Let's start with the big one: General Relativity. Where is it? I'm not going to critique such things as faster-than-light travel because that's part of the willing suspension of disbelief, and I'm willing accept it. But the black holes were completely unrealistic! In reality, you would never see something fall into a black hole like that. This is because, in GR, curved space time causes time dilation, and infinitely curved space (a.k.a. a singularity) causes infinite time dilation. If you watched something fall into a black hole, you would never see it hit the event horizon and pass beyond -- it would simply become dimmer and redder, forever. In addition, gravitational tidal forces would stretch it into spaghetti long before it reached the event horizon, especially with a small black hole (counter-intuitively, large black hole have small tidal forces and vice-versa).
And all that part about the singularity consuming a planet in a matter of seconds. Come on! If the planet had any amount of rotational motion when it happened (virtually certain), the Conservation of Angular Momentum would spin it up into a rapidly rotating accretion disk which would take a very long time to lose its angular momentum through frictional heating before it could pass beyond the event horizon (admittedly, still not optimal for the inhabitants).

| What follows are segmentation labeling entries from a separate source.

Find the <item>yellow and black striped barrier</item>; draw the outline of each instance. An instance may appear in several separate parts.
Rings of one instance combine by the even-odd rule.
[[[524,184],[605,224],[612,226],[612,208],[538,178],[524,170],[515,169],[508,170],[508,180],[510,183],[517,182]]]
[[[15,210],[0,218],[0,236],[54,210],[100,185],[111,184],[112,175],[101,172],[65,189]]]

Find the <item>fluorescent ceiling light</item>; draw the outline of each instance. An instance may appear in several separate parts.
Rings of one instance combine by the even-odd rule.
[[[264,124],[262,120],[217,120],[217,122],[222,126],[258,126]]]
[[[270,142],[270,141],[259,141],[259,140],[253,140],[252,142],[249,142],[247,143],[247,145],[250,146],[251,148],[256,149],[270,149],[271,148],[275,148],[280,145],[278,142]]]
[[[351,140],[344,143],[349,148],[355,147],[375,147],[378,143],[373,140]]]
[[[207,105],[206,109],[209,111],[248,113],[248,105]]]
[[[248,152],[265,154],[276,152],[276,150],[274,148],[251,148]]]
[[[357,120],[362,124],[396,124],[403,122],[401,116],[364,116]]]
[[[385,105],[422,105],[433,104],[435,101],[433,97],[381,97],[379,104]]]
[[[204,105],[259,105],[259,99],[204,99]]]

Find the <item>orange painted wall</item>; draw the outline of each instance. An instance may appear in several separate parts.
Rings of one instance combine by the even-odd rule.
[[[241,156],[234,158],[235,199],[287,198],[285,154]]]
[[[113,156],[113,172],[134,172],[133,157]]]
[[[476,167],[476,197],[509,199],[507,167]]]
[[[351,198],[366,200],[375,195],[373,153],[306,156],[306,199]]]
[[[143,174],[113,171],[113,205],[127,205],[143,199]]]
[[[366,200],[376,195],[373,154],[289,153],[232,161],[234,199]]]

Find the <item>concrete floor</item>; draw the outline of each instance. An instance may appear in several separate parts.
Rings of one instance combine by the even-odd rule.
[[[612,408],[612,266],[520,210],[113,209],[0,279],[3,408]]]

Plus, you have to worry about Hawking radiation. In essence, the intense gravitational energy around a black hole constantly switches between being energy and matter, creating virtual particle/antiparticle pairs in the vicinity of the black hole. If one of the pair happens to fall into the black hole, the other can escape, taking with it a tiny amount of the black hole's mass. Over time (tens of billions of years for a typical few-solar-mass black hole) the black hole would evaporate if it received no additional matter. But the picture is very different for smaller black holes. In fact, if you were to create a black hole with the mass of a massive atom, it would evaporate in such a short time you'd never even know it was there. The Large Hadron Collider may have already created such tiny black holes, and we wouldn't be able to tell (so now you know how to refute those people who think it's going to create a black hole that will engulf the world).
And then there's the whole matter of the supernova engulfing the Romulan planet. Where to begin with that? For a supernova to actually engulf and destroy a planet like that, it would have to be the star that the planet was orbiting in the first place (barring some weird globular cluster configuration, which didn't seem to be the case). And yet they have no idea that the star is going to go supernova? Stars undergo enormous changes in temperature and physical size before the end of their life, changes that make it quite obvious that they're going to blow. We know of several stars in the Milky Way that are candidates for popping off at any time (Betelguese and Eta Carina are two I can think of off the top of my head). Granted that we can't predict exactly when, it certainly doesn't happen overnight. You'd think the Romulans would have evacuated their planet at the first sign of their sun going supernova. There are certainly very real dangers from supernovae, even at great distances, such as gamma ray bursts, but this obviously wasn't such an event.
I should probably stop speaking my mind and picking nits like this, and point you to the Bad Movie Physics entry for the movie, which brought up a bunch of points I hadn't considered. I hope, that if you enjoyed the movie, this doesn't decrease your enjoyment of it. Though the physics may be bad, I find it a subject more for laughter than anything else (and I did break into laughter a few times at odd points).